— А вот с Владимиром.
— Со мной он играет, дядюшка, каждый день. Сто тысяч я ему проиграл.
— Сто тысяч?
— Да ведь это мы, дядюшка, так, от скуки, на орехи.
Василий усмехнулся.
— Вы один, Елпифидор Сергеич?
— Нет, не один, а с дочкой.
— С Проичкой? — Владимир кинулся к тарантасу. — Кузина! Проичка! Пробудитесь!
В тарантасе зазвенел смех.
— Не спит она, а туалет поправляет. Проичка, ты готова?
— Готова, папенька. — Головка в соломенной шляпке показалась было из тарантаса.
Василий протянул руку, но Проичка оперлась на ладонь Владимира и вспорхнула весело на крыльцо.
Все чинно уселись за столом.
— Пифик, трубку! — крикнул Елпифидор Сергеич. Откуда-то из-под тарантаса выскочил запыленный казачок с дымящимся чубуком. — Главного-то ты еще не знаешь, пуля в лоб. Ведь мы Москву бросили недаром. Теперь твои соседи.
— Как так?
— Ты Анну Ивановну помнишь, покойницу бригадиршу? Нет? Ну так она моей Проичке доводилась крестной и Чулково свое по духовной ей отказала. Три тысячи душ, дом с парком.

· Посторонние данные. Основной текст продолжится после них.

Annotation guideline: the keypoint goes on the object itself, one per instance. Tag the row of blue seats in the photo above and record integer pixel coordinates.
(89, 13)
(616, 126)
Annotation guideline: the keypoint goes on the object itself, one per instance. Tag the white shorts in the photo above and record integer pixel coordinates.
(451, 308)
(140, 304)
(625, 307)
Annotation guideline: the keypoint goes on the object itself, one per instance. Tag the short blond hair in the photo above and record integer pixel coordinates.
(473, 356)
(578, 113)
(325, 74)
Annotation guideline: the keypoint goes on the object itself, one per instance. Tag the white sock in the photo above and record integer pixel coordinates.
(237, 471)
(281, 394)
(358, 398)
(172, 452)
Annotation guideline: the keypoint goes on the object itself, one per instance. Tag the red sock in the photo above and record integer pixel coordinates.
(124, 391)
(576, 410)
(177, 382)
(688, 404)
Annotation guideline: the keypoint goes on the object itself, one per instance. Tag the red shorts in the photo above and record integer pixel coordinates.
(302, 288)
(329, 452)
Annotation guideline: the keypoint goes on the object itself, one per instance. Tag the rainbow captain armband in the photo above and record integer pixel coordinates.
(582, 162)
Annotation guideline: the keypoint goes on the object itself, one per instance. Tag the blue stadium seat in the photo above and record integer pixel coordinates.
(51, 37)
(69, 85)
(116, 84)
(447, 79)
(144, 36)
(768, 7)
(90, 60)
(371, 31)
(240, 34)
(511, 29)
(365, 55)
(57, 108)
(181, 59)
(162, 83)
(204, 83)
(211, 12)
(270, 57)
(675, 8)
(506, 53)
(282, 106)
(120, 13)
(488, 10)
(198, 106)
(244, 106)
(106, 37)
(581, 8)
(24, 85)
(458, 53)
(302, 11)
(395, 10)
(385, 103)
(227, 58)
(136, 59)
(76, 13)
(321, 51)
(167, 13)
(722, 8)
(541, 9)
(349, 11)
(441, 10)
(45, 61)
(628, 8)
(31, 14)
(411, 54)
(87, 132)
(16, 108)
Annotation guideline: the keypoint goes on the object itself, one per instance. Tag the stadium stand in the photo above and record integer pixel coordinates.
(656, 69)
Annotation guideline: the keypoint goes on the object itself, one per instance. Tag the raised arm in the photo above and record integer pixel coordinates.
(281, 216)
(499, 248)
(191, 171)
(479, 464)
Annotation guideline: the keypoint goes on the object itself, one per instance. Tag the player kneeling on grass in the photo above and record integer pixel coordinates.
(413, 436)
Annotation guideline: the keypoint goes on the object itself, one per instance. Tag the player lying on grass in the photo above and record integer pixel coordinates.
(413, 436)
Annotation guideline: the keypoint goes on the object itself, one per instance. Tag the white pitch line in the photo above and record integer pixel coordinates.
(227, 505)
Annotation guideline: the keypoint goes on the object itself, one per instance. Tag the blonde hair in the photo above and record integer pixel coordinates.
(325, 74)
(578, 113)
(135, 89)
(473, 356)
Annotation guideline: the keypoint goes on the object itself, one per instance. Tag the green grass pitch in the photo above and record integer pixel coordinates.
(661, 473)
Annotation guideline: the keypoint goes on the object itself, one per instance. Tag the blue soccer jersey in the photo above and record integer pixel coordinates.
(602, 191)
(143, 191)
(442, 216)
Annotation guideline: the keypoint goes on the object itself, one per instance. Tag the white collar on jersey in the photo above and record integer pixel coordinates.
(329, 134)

— Поздравляю, дядюшка, поздравляю.
— Наследство хорошее, — заметил Василий и спрятал карты.
Проичка прилежно кушала землянику.
— Ну, нам пора, пуля в лоб. Прощайте, господа. Ждем вас к себе обоих.
Тарантас отвалил. Василий глядел в глаза Владимиру.
— Так на орехи?
— Что?
— На орехи играем, говорю? Вот же тебе орехи.

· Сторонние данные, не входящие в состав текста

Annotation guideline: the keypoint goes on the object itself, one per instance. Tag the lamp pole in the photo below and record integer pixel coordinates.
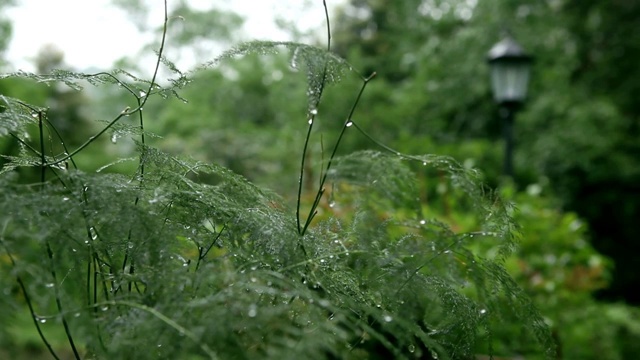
(510, 69)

Он вытащил из кармана целую горсть и рассыпал на столе.
Владимир недоумевал: подскочивший Костя начал выкладывать новые пригоршни. Волоцкие, грецкие, кедровые, миндальные завалили стол. Наконец, Костя выхватил кокосовый орех, ткнул в него пальцем и, осклабясь, на ладони поднес Владимиру. Вместо ореха был череп.
Владимир обиделся.
— Однако, это…
Василий погрозил Косте. Слуга, повернувшись, вышел. Скоро у крыльца застучали дрожки, и Череп, подсадив барина, растопырился за ним сзади.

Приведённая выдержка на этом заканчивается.